How it works?
Process of generating the taxonomy from a raw text is presented by the following steps:
-
Reduce the inflected or derived words to their root form. After this step the input raw text will be called a normalized text. Example:
Nike Women’s shirt red . - -> Nike Women shirt red.
-
Mark every word in the raw string with the corresponding part of speech:
Nike- generic name, Women’s - adjective, shirt – substantive, red – adjective
- Match the marked words from normalized text with the ones from the user predefined taxonomy.
Predefined taxonomy
Predefined taxonomy is just a collection of excel columns. Each column have to have a header which describes properties of values inside its rows. Syntax is as follow:
*<column_name>:<part_of_speech>
* - asterisk at the beginning of the column definition informs algorithm to propose some value from input in case when none of the rows from that column can be matched.
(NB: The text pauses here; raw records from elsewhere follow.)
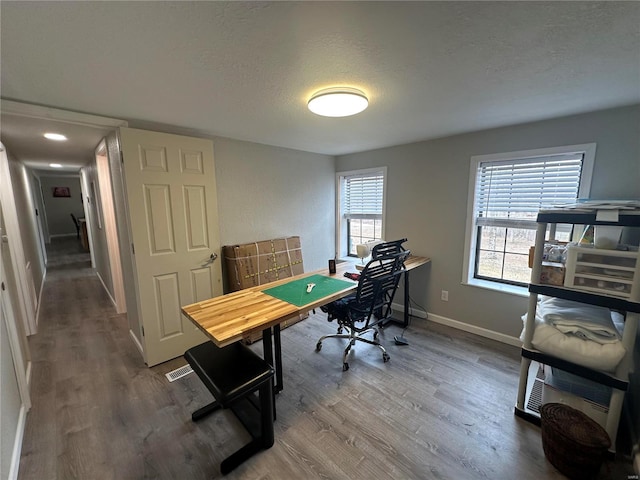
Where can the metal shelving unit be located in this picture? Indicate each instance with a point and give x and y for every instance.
(629, 302)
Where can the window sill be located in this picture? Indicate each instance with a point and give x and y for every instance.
(498, 287)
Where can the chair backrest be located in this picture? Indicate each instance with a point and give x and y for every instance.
(376, 288)
(388, 248)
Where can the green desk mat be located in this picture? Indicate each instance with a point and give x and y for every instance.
(295, 292)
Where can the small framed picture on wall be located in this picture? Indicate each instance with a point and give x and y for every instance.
(61, 192)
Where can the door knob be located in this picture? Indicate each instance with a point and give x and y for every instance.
(211, 259)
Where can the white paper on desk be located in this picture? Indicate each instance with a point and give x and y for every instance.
(607, 216)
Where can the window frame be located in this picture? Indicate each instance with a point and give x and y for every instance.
(471, 242)
(342, 230)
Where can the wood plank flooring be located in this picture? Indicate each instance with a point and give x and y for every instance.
(441, 408)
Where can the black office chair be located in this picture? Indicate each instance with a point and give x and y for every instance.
(77, 224)
(388, 248)
(370, 306)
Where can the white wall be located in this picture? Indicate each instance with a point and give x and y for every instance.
(10, 403)
(59, 209)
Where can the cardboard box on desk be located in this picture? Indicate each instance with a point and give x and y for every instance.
(257, 263)
(253, 264)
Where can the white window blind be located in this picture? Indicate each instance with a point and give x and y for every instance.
(510, 193)
(363, 195)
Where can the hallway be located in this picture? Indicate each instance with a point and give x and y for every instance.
(98, 412)
(442, 408)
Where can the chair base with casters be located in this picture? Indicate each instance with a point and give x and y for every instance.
(353, 337)
(370, 306)
(233, 375)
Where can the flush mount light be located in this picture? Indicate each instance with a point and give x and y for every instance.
(55, 136)
(338, 102)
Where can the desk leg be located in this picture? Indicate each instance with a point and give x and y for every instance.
(275, 361)
(405, 322)
(406, 299)
(278, 351)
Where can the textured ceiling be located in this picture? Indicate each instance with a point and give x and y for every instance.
(245, 70)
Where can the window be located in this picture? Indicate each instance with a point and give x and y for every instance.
(506, 193)
(361, 199)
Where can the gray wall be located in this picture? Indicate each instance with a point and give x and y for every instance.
(97, 232)
(269, 192)
(59, 209)
(25, 207)
(427, 200)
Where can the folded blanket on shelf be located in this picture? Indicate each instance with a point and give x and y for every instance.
(588, 322)
(547, 338)
(550, 340)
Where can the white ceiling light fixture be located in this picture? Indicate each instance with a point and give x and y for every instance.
(58, 137)
(338, 102)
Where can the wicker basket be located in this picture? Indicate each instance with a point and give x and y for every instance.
(574, 443)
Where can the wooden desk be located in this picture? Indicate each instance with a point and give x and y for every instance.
(229, 318)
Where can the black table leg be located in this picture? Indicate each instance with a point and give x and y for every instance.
(278, 361)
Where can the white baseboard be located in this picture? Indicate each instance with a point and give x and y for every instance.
(398, 307)
(483, 332)
(60, 235)
(17, 444)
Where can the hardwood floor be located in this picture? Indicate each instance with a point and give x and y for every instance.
(441, 408)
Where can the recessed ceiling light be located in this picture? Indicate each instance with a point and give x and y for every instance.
(338, 102)
(55, 136)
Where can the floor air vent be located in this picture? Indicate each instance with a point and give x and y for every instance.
(179, 373)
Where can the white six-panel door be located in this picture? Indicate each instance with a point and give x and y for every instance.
(171, 190)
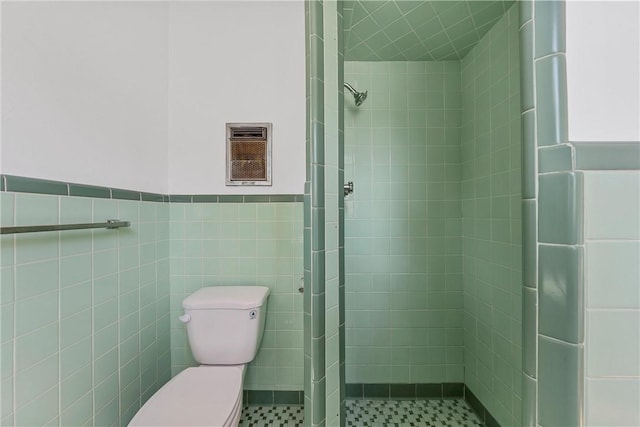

<column_name> - name of a column.
<part_of_speech> - part of speech tag which filters words from normalized text according to its part of speech type. Only filtered words will be used in matching process.
Possible values for <part_of_speech> are:
- subst - substantives
- adj - adjectives
- verb - verbs
- all - all words – use for generic names which are not list in dictionary, for example a name of company etc.
- rgx - regular expression in .Net format. Values will be matched according to the provided patterns. If a regex group will be specified inside pattern, with same name as the <column_name> then only matched group will be returned.
- rgxbin – same as rgx with this difference that in case when the pattern is matched, it returns “YES” and if not then “NO” is returned.